Até mesmo o trunfo do MST, as cooperativas, atuam dentro dos limites do regime capitalista, à margem do latifúndio e sua razão de existir é o lucro. Os chamados "Programas de Emergência" do MST estão voltados para estimular as pequenas e médias empresas, a construção de casas populares, a geração de empregos, enfim, criar um "mercado interno de massas". Trata-se de uma política abertamente pró-burguesa que só pode conduzir os trabalhadores a um beco-sem-saída.

Contudo, esses interesses "ocultos" demonstram que a atuação política do MST cumpre um papel preciso, o de impedir que exploda uma guerra civil no campo, atuando como válvula de escape ao crescente descontentamento de suas bases. Difunde seu pacifismo de "novo tipo" — enfrentamento com o latifúndio sem que a estrutura fundiária seja atingida, a exemplo do "novo internacionalismo" das ONGs: manifestações de Seattle, Gênova etc., sem que exista uma direção revolucionária para dar seqüência e organicidade às lutas. As ONGs têm como objetivo pressionar os representantes do grande capital para que este adote práticas "alternativas" ao neoliberalismo. São ao mesmo tempo, lobbistas das grandes corporações capitalistas (que as patrocinam!) e visam ao apaziguamento dos países onde existam conflitos sociais agudos, como os do continente latino-americano.

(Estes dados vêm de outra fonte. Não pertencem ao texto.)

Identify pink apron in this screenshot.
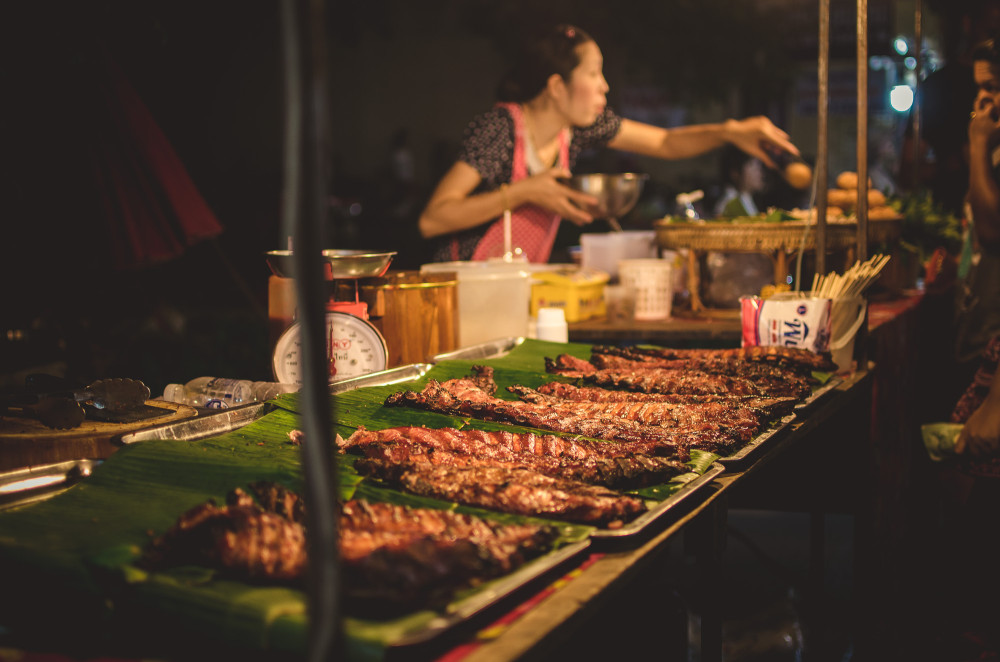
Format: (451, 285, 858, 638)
(467, 103, 570, 263)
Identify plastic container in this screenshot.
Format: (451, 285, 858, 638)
(162, 377, 297, 409)
(360, 270, 459, 367)
(420, 261, 531, 347)
(618, 258, 673, 321)
(580, 231, 657, 280)
(827, 296, 867, 372)
(529, 268, 608, 322)
(535, 307, 569, 343)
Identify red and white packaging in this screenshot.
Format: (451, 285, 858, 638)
(740, 295, 832, 353)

SÓ O PROLETARIADO E O CAMPESINATO POBRE, ORGANIZADO NO PARTIDO REVOLUCIONÁRIO, PODE PÔR FIM AO MODO DE PRODUÇÃO CAPITALISTA!

A reforma agrária nos limites do regime capitalista jamais vai solucionar os graves problemas por que passam os camponeses sem terra. Nem mesmo o atendimento às suas reivindicações pontuais colocará a termo o sistema de opressão e exploração. É necessário um programa que tenha como ponto nevrálgico a expropriação revolucionária da propriedade privada dos meios de produção. A aspiração pela terra não poderá ser resolvida nos marcos da legalidade democrático-burguesa, tampouco com o pacifismo "onguinizado" das direções do MST.

A principal contradição existente no campo é entre uma burguesia dona dos meios de produção de um lado; de outro, o proletariado rural e os camponeses pobres indefesos, cujo elemento subjetivo, ou seja, as direções do MST, está completamente integrado à institucionalidade. A negação de organizar os comitês de autodefesa, as milícias camponesas para impedir que os massacres de trabalhadores rurais sejam perpetuados pela fúria assassina da UDR e da repressão estatal, é produto do processo de "ongui-nização" do MST, ou seja, de sua política social-democrata. A criação destes organismos de autodefesa significa confronto em campo aberto contra os latifundiários e seus bandos armados.

Reforma agrária (garantia de terra para os sem-terra historicamente marginalizados pela burguesia) e revolução agrária (expropriação da agroindústria, nacionalização e coletivização das terras) são consignas que se completam como parte do processo transitório de expropriação da burguesia, tarefas as quais só poderão ser realizadas sob a direção do partido revolucionário, arrastando atrás de si o campesinato. Para isto é necessária a superação das atuais direções conciliadoras da frente popular e do pseudo-radicalismo do MST. Tornar a luta pela reforma agrária independente da política de desapropriações acordadas entre o tripé MST/INCRA/latifúndio é um pré-requisito para dar-se início à revolução agrária. Somente com a revolução proletária e o socialismo é que as reivindicações históricas do campesinato e do proletariado poderão ser atendidas.